The above mentioned issues such as missing bathroom accessories and paint issues are things that many landlords will fix if you ask them to. Whenever we have encountered problems with plumbing or leaky roofs the landlords have always taken care of those matters. I personally enjoy getting my hands dirty and don’t mind doing a little manual labor to replace a door knob, paint a wall or fix a broken latch when necessary. Being willing to take care of such minor issues creates good will with the landlord and will certainly make it easier to renegotiate a more favorable rental contract down the road.
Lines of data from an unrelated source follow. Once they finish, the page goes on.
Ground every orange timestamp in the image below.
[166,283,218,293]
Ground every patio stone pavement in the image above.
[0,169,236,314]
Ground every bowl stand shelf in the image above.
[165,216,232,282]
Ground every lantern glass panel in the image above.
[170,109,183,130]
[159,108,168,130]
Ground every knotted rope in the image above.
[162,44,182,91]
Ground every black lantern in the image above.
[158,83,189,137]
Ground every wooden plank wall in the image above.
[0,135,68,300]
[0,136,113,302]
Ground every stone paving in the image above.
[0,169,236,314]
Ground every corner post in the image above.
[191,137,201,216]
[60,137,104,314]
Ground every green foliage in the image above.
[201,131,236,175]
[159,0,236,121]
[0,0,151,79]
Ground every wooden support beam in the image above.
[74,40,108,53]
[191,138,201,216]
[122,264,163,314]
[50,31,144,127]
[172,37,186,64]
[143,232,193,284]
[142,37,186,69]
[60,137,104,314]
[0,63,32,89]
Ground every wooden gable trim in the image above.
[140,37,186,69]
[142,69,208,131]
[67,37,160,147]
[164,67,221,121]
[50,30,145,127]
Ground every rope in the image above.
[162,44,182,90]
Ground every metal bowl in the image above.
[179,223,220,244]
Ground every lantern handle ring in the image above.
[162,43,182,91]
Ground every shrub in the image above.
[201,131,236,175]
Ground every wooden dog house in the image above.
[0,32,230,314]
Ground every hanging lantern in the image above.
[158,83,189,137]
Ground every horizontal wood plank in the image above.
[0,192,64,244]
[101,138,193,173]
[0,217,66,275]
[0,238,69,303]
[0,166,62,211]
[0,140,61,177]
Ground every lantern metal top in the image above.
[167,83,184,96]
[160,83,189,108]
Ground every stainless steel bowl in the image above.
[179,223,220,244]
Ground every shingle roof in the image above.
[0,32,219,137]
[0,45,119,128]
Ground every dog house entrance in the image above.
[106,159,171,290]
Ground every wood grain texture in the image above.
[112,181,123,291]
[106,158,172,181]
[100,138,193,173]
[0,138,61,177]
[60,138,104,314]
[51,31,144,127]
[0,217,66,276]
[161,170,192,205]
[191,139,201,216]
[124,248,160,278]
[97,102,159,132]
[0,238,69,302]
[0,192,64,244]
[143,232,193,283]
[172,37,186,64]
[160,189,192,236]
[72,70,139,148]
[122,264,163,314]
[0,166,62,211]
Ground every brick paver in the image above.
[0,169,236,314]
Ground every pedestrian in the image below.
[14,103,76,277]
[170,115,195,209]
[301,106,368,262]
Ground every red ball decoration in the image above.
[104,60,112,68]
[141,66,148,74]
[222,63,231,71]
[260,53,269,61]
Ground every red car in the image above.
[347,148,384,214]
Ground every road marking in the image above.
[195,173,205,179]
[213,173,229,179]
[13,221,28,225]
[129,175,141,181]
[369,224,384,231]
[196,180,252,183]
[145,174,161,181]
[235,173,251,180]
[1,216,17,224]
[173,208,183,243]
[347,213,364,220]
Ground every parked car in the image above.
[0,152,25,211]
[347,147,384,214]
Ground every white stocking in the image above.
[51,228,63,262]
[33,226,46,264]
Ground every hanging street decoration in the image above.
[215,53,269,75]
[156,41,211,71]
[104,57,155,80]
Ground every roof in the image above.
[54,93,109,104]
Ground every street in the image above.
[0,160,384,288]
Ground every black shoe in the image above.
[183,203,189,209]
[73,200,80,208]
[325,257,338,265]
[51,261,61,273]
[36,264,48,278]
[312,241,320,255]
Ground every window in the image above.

When shopping for rentals it is good to keep an open mind and not judge everything by standards in other countries. I recently accompanied a newly arrived Canadian expat couple on a house hunting expedition and they found an almost new house for rent that they liked. However, the tile in the kitchen was, to be honest, a little on the hideous side. Other than that, the house had everything else they wanted. It had plenty of space, a large yard, was in a good neighborhood and was being offered for $280.00 per month, which is a great price considering the size of the house. I pointed out to them that when renting you have to weigh the pros and cons and realize that there is no perfect house. The big issues such as size, security and convenience always trump minor interior decorating quirks when deciding whether or not to rent a particular house or apartment.
The bottom line is that there are some very nice houses and apartments here for rent and with a little effort you can find a comfortable place for a reasonable price. We have always rented nice houses and have never paid over $300.00 per month. With a little help you can deal directly with the owners and negotiate a price within your budget. You don’t have to fall into the trap of inflated rental prices just because you are a foreigner. Not every expat can afford a $700.00 luxury apartment. So, if you are contemplating renting in Ecuador, don’t forget to pack your tool bag and be sure to bring along a positive attitude and an open mind. It will make renting here much more enjoyable.